Intel® Extension for Transformers

An Innovative Transformer-based Toolkit to Accelerate GenAI/LLM Everywhere

🏭Architecture | 💬NeuralChat | 😃Inference | 💻Examples | 📖Documentations

🚀Latest News

[2023/11] Published a 4-bit chatbot demo (based on NeuralChat) available on Intel Hugging Face Space. Welcome to have a try! To setup the demo locally, please follow the instructions.
[2023/11] Released Fast, accurate, and infinite LLM inference with improved StreamingLLM on Intel CPUs!
[2023/11] Our paper Efficient LLM Inference on CPUs has been accepted by NeurIPS'23 on Efficient Natural Language and Speech Processing.
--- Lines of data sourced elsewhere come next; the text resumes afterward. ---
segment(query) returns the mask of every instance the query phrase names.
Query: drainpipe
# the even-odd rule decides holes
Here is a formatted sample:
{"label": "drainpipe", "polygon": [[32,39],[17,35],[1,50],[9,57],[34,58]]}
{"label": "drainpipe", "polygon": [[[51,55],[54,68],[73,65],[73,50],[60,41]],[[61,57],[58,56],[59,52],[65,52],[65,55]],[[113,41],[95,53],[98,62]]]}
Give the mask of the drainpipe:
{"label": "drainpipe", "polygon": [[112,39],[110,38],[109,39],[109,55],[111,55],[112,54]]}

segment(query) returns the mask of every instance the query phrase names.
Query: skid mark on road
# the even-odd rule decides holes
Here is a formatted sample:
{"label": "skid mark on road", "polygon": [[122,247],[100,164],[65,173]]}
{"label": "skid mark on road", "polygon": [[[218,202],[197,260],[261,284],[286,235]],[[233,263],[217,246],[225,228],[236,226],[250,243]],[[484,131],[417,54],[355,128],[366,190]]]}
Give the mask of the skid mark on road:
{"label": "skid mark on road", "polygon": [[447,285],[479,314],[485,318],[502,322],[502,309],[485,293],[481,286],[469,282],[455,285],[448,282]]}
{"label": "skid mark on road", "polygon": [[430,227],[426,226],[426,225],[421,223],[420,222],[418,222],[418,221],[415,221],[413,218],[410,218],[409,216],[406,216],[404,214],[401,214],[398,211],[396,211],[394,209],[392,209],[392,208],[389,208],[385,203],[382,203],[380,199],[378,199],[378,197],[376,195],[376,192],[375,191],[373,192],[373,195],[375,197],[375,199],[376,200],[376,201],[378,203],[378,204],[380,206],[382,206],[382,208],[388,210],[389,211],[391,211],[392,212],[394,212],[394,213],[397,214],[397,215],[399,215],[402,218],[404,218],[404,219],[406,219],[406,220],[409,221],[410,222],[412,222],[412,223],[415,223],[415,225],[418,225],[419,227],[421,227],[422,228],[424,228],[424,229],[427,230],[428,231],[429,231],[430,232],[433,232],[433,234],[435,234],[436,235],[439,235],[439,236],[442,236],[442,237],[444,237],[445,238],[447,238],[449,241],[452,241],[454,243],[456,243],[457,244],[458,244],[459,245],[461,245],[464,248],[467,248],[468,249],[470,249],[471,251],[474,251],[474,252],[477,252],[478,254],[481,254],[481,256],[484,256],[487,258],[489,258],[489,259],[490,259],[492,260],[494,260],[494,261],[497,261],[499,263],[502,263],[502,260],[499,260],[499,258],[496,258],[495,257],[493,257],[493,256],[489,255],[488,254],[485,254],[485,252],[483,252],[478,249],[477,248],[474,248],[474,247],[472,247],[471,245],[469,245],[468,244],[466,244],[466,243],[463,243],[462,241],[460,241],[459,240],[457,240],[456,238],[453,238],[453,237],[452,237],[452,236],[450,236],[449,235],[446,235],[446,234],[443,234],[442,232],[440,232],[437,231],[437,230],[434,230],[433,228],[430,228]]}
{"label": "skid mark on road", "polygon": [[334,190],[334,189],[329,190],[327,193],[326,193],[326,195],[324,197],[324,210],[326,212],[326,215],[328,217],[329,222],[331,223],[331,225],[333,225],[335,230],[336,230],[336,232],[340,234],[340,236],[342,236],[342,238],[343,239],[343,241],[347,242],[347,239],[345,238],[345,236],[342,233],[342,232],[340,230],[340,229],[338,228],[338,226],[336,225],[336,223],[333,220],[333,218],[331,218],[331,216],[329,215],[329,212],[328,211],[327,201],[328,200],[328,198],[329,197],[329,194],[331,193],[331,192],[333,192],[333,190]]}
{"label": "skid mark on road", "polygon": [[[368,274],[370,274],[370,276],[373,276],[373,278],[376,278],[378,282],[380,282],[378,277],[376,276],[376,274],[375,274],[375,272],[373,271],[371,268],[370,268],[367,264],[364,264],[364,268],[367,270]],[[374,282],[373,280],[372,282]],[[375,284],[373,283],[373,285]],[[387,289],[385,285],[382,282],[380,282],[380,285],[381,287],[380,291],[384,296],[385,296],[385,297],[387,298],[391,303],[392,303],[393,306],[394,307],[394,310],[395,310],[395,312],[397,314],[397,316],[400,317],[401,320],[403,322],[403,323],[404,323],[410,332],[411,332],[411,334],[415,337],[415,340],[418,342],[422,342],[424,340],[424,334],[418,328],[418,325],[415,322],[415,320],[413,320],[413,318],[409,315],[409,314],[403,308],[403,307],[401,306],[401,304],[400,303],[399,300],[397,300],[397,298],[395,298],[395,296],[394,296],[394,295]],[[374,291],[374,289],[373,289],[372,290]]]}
Thanks to all the collaborators!
[2023/10] LLM runtime, an Intel-optimized GGML compatible runtime, demonstrates up to 15x performance gain in 1st token generation and 1.5x in other token generation over the default llama.cpp.
[2023/10] LLM runtime now supports LLM inference with infinite-length inputs up to 4 million tokens, inspired from StreamingLLM.
[2023/09] NeuralChat has been showcased in Intel Innovation’23 Keynote and Google Cloud Next'23 to demonstrate GenAI/LLM capabilities on Intel Xeon Scalable Processors.
[2023/08] NeuralChat supports custom chatbot development and deployment within minutes on broad Intel HWs such as Xeon Scalable Processors, Gaudi2, Xeon CPU Max Series, Data Center GPU Max Series, Arc Series, and Core Processors. Check out Notebooks.
[2023/07] LLM runtime extends Hugging Face Transformers API to provide seamless low precision inference for popular LLMs, supporting low precision data types such as INT3/INT4/FP4/NF4/INT5/INT8/FP8.

🏃Installation

Quick Install from Pypi

pip install intel-extension-for-transformers

For more installation methods, please refer to Installation Page

🌟Introduction

Intel® Extension for Transformers is an innovative toolkit to accelerate Transformer-based models on Intel platforms, in particular, effective on 4th Intel Xeon Scalable processor Sapphire Rapids (codenamed Sapphire Rapids). The toolkit provides the below key features and examples:

Seamless user experience of model compressions on Transformer-based models by extending Hugging Face transformers APIs and leveraging Intel® Neural Compressor
Advanced software optimizations and unique compression-aware runtime (released with NeurIPS 2022's paper Fast Distilbert on CPUs and QuaLA-MiniLM: a Quantized Length Adaptive MiniLM, and NeurIPS 2021's paper Prune Once for All: Sparse Pre-Trained Language Models)
Optimized Transformer-based model packages such as Stable Diffusion, GPT-J-6B, GPT-NEOX, BLOOM-176B, T5, Flan-T5, and end-to-end workflows such as SetFit-based text classification and document level sentiment analysis (DLSA)
NeuralChat, a customizable chatbot framework to create your own chatbot within minutes by leveraging a rich set of plugins Knowledge Retrieval, Speech Interaction, Query Caching, and Security Guardrail.
Inference of Large Language Model (LLM) in pure C/C++ with weight-only quantization kernels, supporting GPT-NEOX, LLAMA, MPT, FALCON, BLOOM-7B, OPT, ChatGLM2-6B, GPT-J-6B, and Dolly-v2-3B. Support AMX, VNNI, AVX512F and AVX2 instruction set.

🌱Getting Started

Below is the sample code to enable the chatbot. See more examples.

Chatbot

# pip install intel-extension-for-transformers
from intel_extension_for_transformers.neural_chat import build_chatbot
chatbot = build_chatbot()
response = chatbot.predict("Tell me about Intel Xeon Scalable Processors.")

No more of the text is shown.